Arrestata Carmela Calabrese: convocò una riunione di famiglia per pianificare l'omicidio

Con la donna arrestato anche il marito Antonio Rondinelli. Sono genitori e suoceri dei primi tre uomini coinvolti nell’omicidio di Mansour, l'ex genero percepito come un fastidio

Il ritrovamento del cadavere carbonizzato di Mohamed Ibrahim Mansour

Il ritrovamento del cadavere carbonizzato di Mohamed Ibrahim Mansour

Cilavegna (Pavia) - Ha chiamato a raccolta "gli uomini di casa" poco prima che partisse la spedizione punitiva che è costata la vita a Mohamed Ibrahim Mansour, 43 anni, egiziano anagraficamente residente a Cilavegna, che dalla più piccole delle sue figlie quattro anni fa, quando lei era ancora minorenne, aveva avuto una bimba e che ora forse rivoleva con sé. Ieri mattina i carabinieri del Nucleo investigativo del comando provinciale di Pavia, guidati dal capitano Marco Quacquarelli, hanno tratto in arresto Carmela Calabrese, 56 anni, finita agli arresti domiciliari. Le manette sono scattate anche per il marito Antonio Rondinelli, 60 anni, ora in carcere. Per entrambi l’accusa è di omicidio in concorso. I loro arresti seguono quelli dei figli Massimo e Claudio, 34 e 39 anni, avvenuti lo scorso 21 febbraio insieme a quello di Luigi D’Alessandro, 37 anni, compagno della figlia maggiore.

Il contesto dell'omicidio

Arrivano, attese, le novità sull’efferato omicidio del giovane egiziano, ucciso a colpi di fucile e di pistola, poi trasportato nelle campagne tra Gambolò e Vigevano, all’altezza della frazione Morsella di Vigevano, sistemato a bordo della sua Audi A3 poi data alle fiamme. Una zona probabilmente non scelta a caso: quella è infatti una delle aree più “calde” dello spaccio di quel territorio e forse proprio al mondo della droga voleva essere collegato l’omicidio per sviare gli investigatori. Si delineano dunque i confini del contesto familiare nel quale è maturato l’omicidio. Mansour, che rivendicava il suo diritto di padre, è stato attirato in un vero e proprio agguato avvenuto nel casolare di Cassolnovo la notte tra l’11 ed il 12 gennaio. Dalle risultanze delle indagini è emerso che l’esecuzione materiale del delitto non sarebbe da attribuire solo ai fratelli Rondinelli ma anche al padre: Mohamed Ibrahim Mansour è stato attirato all’esterno dell’immobile dove tre soggetti erano pronti a fare fuoco contro di lui. La perizia necroscopica sui poveri resti ha confermato che l’extracomunitario è stato raggiunto anche al volto. Secondo i carabinieri il ruolo di D’Alessandro sarebbe stato invece quello di dare supporto logistico per l’agguato.

Telefoni che scottano

Alla conclusione gli investigatori sono arrivati grazie a una complessa analisi di dati del traffico telefonico dei soggetti coinvolti e ai rilievi effettuati a Cassolnovo anche con l’ausilio di cani molecolari e grazie alle intercettazioni telefoniche che hanno permesso di isolare degli scambi dal contenuto inequivocabile intervenuti tra i soggetti coinvolti. Insomma Mohamed Ibrahim Mansour era diventato una presenza fastidiosa, così ingombrante da decidere di eliminarla in modo decisamente cruento.

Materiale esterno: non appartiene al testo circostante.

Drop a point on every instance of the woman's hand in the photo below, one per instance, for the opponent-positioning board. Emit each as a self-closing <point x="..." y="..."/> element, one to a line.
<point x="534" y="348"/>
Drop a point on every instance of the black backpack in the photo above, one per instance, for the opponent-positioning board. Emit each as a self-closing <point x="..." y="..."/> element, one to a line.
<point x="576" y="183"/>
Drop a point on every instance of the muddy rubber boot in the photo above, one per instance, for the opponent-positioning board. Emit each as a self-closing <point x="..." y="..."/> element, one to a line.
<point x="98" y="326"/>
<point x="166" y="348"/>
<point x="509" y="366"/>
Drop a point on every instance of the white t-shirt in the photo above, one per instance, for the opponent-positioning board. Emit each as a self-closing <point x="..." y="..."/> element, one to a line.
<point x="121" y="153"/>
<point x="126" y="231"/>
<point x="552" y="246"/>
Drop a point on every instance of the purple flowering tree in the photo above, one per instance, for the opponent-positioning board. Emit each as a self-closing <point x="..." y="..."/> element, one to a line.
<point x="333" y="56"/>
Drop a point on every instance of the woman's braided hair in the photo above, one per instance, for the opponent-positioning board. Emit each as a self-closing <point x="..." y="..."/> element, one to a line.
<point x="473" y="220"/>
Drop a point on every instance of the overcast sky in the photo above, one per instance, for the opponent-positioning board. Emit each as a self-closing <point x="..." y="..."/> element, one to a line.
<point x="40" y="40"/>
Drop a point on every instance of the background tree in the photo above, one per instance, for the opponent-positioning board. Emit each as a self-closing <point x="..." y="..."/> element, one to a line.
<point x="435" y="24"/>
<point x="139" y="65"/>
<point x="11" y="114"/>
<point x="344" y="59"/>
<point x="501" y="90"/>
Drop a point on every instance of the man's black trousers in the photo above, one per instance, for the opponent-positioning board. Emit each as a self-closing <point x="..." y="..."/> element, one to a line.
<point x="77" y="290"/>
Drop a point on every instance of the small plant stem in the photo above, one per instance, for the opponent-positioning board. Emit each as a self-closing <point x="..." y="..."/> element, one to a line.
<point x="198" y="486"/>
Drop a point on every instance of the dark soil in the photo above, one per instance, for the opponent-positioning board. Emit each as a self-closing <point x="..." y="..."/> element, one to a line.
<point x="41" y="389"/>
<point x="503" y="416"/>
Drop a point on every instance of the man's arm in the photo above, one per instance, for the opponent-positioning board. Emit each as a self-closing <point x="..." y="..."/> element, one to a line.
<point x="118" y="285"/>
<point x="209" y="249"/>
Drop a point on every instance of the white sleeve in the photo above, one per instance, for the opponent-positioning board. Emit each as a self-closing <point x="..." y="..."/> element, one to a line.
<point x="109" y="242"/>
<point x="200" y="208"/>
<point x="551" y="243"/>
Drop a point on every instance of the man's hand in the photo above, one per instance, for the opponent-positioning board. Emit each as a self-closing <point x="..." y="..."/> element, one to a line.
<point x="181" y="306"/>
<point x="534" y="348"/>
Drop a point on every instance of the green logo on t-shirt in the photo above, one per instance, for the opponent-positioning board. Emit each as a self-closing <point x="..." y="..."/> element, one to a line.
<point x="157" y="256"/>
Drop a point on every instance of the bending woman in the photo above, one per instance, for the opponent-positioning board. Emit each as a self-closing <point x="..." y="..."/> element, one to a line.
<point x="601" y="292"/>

Il pomeriggio dell’11 gennaio era avvenuta l’ennesima lite dopo la quale Carmela Calabrese, tra le 19.30 e le 20.15 avrebbe convocato tutti i familiari, dando così avvio ai fatti che hanno condotto all’omicidio. Nella vicenda sarebbe coinvolta anche la sorella maggiore dei Rondinelli, Elisa.

Intanto mercoledì nella casa di Cassolnovo è stato effettuato un sopralluogo dei carabinieri del Ris di Parma che hanno effettuato una serie di accertamento tecnici irripetibili. Intanto spunta una seconda auto, una Mercedes, in uso a Claudio Rondinelli, pur non risultando intestata a lui, analizzata dai militari del Ris in una carrozzeria di Garlasco, che si ipotizza possa essere stata utilizzata per le fasi immediatamente successive all’omicidio e che potrebbe celare, se l’ipotesi si dovesse rivelare fondata, tracce di sangue o polvere da sparo.